Step 4, Ceph clusters receive solicited message, and determine its file type according to the filename of demand file, if request text When part is big file, then the demand file is directly read from Ceph clusters, and store and accessed into client-cache for user, If demand file is small documents, more specific location information of the demand file in merging file is first determined according to index file, The demand file is read from Ceph clusters again, and stores and is accessed into client-cache for user.

2. a kind of mass small documents based on Ceph according to claim 1 access optimization method, characterized in that step 1 In, file threshold value is set according to Ceph group document block sizes.
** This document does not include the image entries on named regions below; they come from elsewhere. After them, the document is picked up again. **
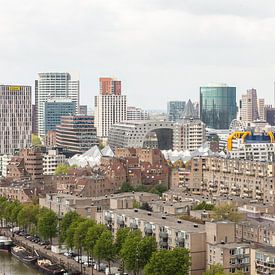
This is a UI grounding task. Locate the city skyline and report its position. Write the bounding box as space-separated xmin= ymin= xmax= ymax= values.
xmin=0 ymin=0 xmax=275 ymax=110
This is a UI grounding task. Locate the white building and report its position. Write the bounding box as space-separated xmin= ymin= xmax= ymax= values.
xmin=43 ymin=150 xmax=66 ymax=175
xmin=0 ymin=85 xmax=32 ymax=154
xmin=228 ymin=141 xmax=275 ymax=162
xmin=35 ymin=72 xmax=80 ymax=136
xmin=94 ymin=78 xmax=127 ymax=139
xmin=127 ymin=106 xmax=149 ymax=120
xmin=173 ymin=100 xmax=206 ymax=151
3. a kind of mass small documents based on Ceph according to claim 1 access optimization method, characterized in that step 2 In, the small documents in each grouping need to judge small documents to be combined and merge generation before in being associated with merging process Merge whether the sum of size of file is more than file threshold value；If being less than or equal to file threshold value, directly small documents to be combined are closed And it in the merging file for merging generation before, otherwise, needs to apply for a merging file again.
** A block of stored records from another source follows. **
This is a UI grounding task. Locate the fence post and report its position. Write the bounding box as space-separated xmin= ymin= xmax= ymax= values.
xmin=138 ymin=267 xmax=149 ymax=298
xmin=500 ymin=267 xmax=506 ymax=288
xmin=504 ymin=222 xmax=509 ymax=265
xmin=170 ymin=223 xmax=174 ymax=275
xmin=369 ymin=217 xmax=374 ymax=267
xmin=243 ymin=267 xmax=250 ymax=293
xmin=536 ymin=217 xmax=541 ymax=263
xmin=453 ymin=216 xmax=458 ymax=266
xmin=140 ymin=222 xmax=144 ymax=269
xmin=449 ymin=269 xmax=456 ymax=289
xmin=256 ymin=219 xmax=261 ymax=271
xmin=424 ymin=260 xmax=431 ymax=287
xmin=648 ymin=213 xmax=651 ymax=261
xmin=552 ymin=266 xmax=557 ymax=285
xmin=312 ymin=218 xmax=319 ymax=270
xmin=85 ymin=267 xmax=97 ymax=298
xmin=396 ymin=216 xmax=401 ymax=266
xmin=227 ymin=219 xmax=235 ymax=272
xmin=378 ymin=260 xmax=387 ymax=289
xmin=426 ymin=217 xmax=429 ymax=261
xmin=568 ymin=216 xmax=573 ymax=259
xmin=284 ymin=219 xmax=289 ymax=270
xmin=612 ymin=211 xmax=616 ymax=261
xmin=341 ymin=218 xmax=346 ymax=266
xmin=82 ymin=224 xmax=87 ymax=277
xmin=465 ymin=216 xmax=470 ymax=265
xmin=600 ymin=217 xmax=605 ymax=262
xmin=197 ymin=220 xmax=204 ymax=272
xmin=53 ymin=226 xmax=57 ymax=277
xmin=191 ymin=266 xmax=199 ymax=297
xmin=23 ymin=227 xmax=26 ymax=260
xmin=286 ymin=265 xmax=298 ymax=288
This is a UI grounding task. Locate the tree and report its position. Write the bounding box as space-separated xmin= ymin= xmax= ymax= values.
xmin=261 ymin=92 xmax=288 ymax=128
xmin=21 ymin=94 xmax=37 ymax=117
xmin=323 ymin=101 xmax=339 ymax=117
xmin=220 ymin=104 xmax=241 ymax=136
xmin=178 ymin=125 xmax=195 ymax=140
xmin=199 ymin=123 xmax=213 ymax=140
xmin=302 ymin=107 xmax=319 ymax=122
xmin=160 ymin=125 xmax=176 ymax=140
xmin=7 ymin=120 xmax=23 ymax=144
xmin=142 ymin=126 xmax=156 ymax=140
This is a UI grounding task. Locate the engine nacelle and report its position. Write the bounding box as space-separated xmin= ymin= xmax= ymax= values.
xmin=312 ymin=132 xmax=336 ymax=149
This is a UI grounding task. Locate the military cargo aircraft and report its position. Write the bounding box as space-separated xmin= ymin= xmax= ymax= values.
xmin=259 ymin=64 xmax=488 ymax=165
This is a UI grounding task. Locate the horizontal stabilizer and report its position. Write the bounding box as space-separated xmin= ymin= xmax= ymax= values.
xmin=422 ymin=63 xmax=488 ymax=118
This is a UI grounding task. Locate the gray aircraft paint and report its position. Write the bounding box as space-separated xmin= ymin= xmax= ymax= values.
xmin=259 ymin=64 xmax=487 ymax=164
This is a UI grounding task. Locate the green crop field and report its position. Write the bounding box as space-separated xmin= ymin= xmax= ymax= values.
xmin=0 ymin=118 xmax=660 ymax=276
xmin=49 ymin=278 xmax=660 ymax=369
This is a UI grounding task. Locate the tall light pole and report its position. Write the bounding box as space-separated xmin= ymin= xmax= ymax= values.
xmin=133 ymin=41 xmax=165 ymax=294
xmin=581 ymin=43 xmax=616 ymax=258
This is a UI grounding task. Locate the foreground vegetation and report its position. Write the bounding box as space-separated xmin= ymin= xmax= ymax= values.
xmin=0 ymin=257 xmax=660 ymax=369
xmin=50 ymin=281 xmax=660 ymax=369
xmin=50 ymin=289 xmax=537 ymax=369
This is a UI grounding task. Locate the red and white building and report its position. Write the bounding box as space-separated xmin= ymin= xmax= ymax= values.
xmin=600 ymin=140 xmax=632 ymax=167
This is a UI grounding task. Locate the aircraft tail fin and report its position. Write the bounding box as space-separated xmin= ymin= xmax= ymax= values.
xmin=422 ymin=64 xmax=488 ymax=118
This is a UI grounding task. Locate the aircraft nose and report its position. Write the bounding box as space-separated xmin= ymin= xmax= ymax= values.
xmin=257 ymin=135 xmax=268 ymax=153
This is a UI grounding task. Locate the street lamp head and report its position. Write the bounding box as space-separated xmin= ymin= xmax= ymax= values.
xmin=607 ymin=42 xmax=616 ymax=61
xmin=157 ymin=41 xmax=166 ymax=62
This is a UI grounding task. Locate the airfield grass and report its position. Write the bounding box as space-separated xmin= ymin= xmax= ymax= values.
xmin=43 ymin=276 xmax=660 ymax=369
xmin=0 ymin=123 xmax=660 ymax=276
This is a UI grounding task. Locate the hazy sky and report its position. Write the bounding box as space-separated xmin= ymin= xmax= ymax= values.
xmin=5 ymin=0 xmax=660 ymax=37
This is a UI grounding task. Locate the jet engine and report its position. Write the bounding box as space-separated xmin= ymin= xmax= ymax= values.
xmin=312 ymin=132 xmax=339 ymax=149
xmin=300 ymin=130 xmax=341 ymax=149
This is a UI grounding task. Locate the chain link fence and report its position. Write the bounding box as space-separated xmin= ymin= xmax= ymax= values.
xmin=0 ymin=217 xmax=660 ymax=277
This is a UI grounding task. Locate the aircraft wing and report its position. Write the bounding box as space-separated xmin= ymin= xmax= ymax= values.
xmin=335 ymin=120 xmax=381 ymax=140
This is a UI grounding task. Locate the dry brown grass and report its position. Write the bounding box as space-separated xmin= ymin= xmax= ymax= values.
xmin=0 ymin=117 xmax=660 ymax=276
4. a kind of mass small documents based on Ceph according to claim 1 access optimization method, characterized in that step 2 In, the structure of index file is <key,value>, wherein key preserve small documents filename, value preserve small documents closing And the size file_length of the initial position file_offset and small documents in file.

5. a kind of mass small documents based on Ceph according to claim 1 access optimization method, characterized in that also into one Step includes file prefetching process, i.e.,：

In the read requests file from Ceph clusters, and when demand file is small documents, need to merge where computation requests file The correlation ratio Ψ of each small documents and demand file in file, and correlation ratio Ψ in the merging file is more than dependent thresholds Small documents are read out together with demand file, in storage to client-cache；Wherein correlation ratio Ψ is：

Wherein, n accessed numbers of demand file in timing statistics section, d indicate to merge small text in file in timing statistics section The accessed number of part, sum indicate the total degree that all small documents are accessed in timing statistics section.

6. a kind of mass small documents based on Ceph according to claim 5 access optimization method, characterized in that in file In prefetching process, number is prefetched more than given maximum when merging correlation ratio Ψ in file more than the small documents number of dependent thresholds When num, then num small documents store in client-cache together with demand file before only coming correlation ratio Ψ.

7. a kind of mass small documents based on Ceph according to claim 6 access optimization method, characterized in that maximum pre- The number num is taken to be：

Wherein, math.floor (*) indicates downward rounding, T_wIndicate the maximum latency of user, T_CephIndicate that Ceph clusters connect Access request is received to the time for returning to file, T_preIndicate that Ceph clusters prefetch the time of a file.

8. a kind of mass small documents based on Ceph access optimization method according to claim 1 or 5, characterized in that also Further comprise the process for carrying out cache optimization to the file of the caching in client, that is, calculates separately the weight of each file R_w, and according to the weight R of cache file_wFile is ranked up, wherein the high file of weight is stored in the L2 cache of client In, and the low file of weight is stored in level cache；Client is arrived when the file newly read in follow-up Ceph clusters needs to store Caching in end, and when inadequate buffer space, weight R is gradually deleted from level cache_wMinimum file；The wherein power of file Weight R_wFor：

R_w=e^-(Nt-Nr)×t

Wherein, N_tIndicate the maximum capacity of client-cache, N_rThe accessed number of cache file is indicated, when t indicates buffer update Between.